La Pared Noticias: Bueno, de inicio, ¿qué piensas de la escena local del metal en nuestro estado?
Iván García: En Sinaloa, en base a lo que he experimentado al día de hoy pues, no hay una escena del metal grande, abundante, como en el sur del país. Como en el centro se concentra la mayor información y la mayor cantidad de tribus urbanas, mucho más grandes que aquí, de manera que estamos un poco desconectados. Y más que sabemos que, por cultural, nuestro estado tiene como música típica a la banda y al norteño. Esta cultura y tradición de la música está muy fuerte y latente, todos la traemos en las venas; incluso los rockeros o metaleros crecimos con ella, que, a final de cuentas, aunque es buena música no es la música que nos apasiona e interesa.
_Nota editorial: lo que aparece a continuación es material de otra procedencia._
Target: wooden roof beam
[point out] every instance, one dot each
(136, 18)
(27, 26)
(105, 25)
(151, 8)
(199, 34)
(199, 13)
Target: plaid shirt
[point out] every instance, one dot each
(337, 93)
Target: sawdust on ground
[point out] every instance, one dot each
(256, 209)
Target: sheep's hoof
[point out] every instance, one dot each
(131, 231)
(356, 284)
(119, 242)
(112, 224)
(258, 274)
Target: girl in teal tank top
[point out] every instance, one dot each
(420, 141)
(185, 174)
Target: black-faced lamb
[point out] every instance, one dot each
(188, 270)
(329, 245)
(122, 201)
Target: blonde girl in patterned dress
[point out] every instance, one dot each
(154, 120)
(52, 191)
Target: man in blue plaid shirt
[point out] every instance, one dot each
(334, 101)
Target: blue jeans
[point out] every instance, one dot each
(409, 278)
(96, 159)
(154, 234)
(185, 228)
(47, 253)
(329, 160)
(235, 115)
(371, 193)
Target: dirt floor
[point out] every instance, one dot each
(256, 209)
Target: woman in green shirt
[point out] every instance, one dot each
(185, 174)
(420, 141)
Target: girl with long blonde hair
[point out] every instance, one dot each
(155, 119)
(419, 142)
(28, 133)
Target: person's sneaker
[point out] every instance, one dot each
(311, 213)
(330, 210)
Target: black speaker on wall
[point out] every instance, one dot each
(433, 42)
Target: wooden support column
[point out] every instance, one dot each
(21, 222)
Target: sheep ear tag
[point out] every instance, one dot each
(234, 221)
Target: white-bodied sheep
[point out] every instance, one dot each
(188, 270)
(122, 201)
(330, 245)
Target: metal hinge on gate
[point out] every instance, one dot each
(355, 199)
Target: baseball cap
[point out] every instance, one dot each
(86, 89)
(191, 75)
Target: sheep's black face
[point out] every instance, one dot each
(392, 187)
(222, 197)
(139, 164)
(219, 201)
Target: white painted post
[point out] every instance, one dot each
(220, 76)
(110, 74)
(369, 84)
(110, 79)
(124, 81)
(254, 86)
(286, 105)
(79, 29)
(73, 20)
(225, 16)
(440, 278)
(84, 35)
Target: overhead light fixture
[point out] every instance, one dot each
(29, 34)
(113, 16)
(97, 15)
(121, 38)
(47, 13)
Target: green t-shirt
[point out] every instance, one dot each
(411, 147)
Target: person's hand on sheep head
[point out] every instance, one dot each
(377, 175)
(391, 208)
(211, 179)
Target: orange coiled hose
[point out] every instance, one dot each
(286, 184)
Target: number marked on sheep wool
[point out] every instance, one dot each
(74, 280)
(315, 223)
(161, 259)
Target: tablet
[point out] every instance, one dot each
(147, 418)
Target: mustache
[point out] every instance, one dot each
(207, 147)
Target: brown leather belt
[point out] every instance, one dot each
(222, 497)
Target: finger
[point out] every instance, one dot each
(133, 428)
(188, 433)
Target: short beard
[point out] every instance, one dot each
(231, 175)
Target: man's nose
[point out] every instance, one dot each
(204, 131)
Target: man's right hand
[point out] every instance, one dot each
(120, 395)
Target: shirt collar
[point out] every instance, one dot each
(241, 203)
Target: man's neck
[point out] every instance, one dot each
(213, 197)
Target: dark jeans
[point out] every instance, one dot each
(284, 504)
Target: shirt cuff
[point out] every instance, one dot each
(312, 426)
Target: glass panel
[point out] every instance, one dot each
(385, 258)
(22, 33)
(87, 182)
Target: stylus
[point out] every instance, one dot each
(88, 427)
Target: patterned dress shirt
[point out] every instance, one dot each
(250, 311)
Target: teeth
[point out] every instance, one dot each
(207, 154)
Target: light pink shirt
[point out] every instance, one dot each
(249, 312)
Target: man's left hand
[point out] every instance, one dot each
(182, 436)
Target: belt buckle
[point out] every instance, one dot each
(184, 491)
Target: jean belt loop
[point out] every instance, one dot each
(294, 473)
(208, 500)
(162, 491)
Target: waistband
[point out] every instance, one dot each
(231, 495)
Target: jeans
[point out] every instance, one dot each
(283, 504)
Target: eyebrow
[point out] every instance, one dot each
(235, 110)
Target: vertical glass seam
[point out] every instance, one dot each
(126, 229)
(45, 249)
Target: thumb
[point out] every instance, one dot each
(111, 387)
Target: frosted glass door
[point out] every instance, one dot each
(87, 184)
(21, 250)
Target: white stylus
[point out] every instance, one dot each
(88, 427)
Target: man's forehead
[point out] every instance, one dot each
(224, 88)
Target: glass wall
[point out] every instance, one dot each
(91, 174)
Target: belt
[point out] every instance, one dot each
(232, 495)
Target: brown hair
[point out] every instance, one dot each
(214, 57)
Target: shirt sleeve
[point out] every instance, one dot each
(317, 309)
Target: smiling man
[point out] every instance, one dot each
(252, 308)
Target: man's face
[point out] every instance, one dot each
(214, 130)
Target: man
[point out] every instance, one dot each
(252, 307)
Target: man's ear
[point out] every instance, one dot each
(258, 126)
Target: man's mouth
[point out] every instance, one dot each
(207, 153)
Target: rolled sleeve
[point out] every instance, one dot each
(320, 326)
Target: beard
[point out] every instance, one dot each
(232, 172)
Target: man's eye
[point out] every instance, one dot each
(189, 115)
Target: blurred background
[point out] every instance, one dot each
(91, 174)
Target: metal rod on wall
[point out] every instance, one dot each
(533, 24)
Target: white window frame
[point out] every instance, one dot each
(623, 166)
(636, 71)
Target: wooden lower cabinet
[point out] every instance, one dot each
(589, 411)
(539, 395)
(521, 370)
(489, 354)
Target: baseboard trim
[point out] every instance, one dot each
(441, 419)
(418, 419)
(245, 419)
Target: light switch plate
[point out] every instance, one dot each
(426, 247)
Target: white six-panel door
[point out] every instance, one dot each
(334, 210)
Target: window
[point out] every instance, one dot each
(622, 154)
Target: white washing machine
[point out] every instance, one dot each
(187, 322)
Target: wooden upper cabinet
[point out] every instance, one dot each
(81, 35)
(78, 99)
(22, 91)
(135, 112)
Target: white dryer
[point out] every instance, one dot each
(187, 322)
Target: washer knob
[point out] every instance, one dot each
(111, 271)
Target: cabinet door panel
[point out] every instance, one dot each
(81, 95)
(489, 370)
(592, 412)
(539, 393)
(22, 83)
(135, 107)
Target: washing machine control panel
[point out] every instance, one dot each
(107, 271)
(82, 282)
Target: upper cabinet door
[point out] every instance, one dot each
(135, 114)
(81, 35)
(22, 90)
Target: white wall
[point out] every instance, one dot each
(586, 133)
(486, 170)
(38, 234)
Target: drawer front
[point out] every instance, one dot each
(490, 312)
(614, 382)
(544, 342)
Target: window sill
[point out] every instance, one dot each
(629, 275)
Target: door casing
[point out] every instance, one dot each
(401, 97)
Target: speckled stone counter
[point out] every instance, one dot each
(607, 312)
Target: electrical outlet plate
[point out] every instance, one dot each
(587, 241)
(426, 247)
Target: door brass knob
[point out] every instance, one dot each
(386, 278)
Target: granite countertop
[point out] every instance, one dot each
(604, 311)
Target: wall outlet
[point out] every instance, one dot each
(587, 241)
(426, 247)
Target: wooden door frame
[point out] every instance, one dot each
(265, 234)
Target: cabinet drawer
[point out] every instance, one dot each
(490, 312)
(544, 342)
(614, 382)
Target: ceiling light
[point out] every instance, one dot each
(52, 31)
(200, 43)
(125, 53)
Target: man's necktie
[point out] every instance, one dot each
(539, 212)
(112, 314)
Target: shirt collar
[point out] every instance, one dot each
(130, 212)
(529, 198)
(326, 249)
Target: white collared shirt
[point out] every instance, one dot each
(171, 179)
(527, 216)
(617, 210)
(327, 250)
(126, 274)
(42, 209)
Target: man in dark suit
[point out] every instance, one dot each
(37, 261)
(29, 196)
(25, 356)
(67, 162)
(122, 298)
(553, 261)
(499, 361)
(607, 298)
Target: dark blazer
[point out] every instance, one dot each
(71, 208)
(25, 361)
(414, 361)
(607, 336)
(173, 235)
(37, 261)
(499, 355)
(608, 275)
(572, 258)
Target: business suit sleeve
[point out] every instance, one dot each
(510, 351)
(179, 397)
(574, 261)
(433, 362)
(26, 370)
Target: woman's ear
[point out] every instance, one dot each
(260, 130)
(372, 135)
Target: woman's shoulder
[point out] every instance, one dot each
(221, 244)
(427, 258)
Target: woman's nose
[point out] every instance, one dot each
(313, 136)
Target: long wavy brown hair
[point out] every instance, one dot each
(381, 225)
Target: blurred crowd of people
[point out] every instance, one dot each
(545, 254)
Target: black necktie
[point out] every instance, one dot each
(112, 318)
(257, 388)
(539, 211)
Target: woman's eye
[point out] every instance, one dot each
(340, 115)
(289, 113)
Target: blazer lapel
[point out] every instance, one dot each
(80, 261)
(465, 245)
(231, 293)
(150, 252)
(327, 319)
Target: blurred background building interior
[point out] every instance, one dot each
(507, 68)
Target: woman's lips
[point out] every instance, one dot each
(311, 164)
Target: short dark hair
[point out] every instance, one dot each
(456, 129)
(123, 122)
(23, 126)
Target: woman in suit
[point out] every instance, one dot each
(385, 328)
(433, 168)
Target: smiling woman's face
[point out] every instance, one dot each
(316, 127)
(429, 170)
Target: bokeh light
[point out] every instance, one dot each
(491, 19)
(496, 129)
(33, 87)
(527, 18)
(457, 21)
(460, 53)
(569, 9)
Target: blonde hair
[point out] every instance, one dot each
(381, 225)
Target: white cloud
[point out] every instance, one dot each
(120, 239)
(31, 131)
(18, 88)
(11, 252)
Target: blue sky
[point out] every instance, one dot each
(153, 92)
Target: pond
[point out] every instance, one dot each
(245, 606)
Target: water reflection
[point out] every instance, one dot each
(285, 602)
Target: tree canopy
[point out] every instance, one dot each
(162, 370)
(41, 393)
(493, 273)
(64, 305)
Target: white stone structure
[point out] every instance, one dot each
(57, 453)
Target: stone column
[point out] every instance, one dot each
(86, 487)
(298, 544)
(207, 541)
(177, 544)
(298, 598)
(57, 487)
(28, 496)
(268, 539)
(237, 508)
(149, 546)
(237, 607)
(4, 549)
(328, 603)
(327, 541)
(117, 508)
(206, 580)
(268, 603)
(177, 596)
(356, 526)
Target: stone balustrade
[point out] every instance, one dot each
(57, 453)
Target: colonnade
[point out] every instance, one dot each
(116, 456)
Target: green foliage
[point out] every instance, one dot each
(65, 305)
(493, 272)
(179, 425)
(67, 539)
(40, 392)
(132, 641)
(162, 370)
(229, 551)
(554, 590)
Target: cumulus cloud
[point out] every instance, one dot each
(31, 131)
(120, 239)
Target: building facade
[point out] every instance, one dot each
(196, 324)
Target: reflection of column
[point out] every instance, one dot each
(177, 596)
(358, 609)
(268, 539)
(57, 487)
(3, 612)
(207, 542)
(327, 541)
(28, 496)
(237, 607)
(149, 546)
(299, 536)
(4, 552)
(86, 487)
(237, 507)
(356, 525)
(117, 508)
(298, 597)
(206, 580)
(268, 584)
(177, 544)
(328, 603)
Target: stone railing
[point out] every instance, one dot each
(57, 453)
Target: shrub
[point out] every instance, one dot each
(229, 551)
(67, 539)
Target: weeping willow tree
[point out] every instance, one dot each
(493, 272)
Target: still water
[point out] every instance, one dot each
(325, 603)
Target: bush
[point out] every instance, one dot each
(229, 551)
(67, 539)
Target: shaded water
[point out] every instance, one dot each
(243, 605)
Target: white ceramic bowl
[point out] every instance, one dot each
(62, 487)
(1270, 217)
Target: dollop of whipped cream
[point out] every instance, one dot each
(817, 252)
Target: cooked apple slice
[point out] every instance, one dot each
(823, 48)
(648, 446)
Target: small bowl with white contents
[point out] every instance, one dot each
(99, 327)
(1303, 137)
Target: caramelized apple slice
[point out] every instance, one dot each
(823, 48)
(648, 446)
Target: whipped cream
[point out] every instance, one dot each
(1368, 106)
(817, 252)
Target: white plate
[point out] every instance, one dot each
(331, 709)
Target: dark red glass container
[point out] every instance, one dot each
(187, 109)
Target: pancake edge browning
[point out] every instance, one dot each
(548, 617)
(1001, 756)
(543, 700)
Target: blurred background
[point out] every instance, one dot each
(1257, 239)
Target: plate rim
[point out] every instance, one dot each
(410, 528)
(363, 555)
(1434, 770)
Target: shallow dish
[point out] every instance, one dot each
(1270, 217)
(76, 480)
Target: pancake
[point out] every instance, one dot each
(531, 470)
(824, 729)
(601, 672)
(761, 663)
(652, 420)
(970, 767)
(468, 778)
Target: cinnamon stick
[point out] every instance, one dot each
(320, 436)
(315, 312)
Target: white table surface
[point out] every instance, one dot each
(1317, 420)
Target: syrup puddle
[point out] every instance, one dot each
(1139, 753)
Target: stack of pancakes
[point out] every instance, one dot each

Entonces, en ese aspecto Sinaloa tiene un problema por la distancia. El gran foco de la cultura metalera es Ciudad de México y sus alrededores. Además, es un poco difícil a la hora de salir a tocar pero no es imposible y no hay pretextos que te impidan esparcir tu música a la gente a la que quieres llegar; es más fácil siempre y cuando tengas material de buena calidad. Nada más que lo que sigue siendo pesado es que a la hora de tocar fuera se elevan los gastos y eso genera que los promotores se la piensen más al realizar una inversión para mover a las bandas. Porque de por sí la escena en el país tampoco es tan grande comparando con otros países como Estados Unidos o Canadá. Hay muy buenas bandas de metal en Sinaloa que han hecho mucho, que han ido muy lejos, así que eso tampoco es un impedimento, simplemente es una lucha en contra de una ideología. Nada es imposible y, de hecho, hemos tenido muy buena respuesta. Nuestro único problema es el de salir fuera porque la mejor opción para las bandas es el expandir su música fuera. Sino una banda esta destinada a estancarse. Lo único que te salva es moverte.
LPN: ¿Cuándo nace la idea de crear Last Breath? Tu habías estado, anteriormente, en otras bandas.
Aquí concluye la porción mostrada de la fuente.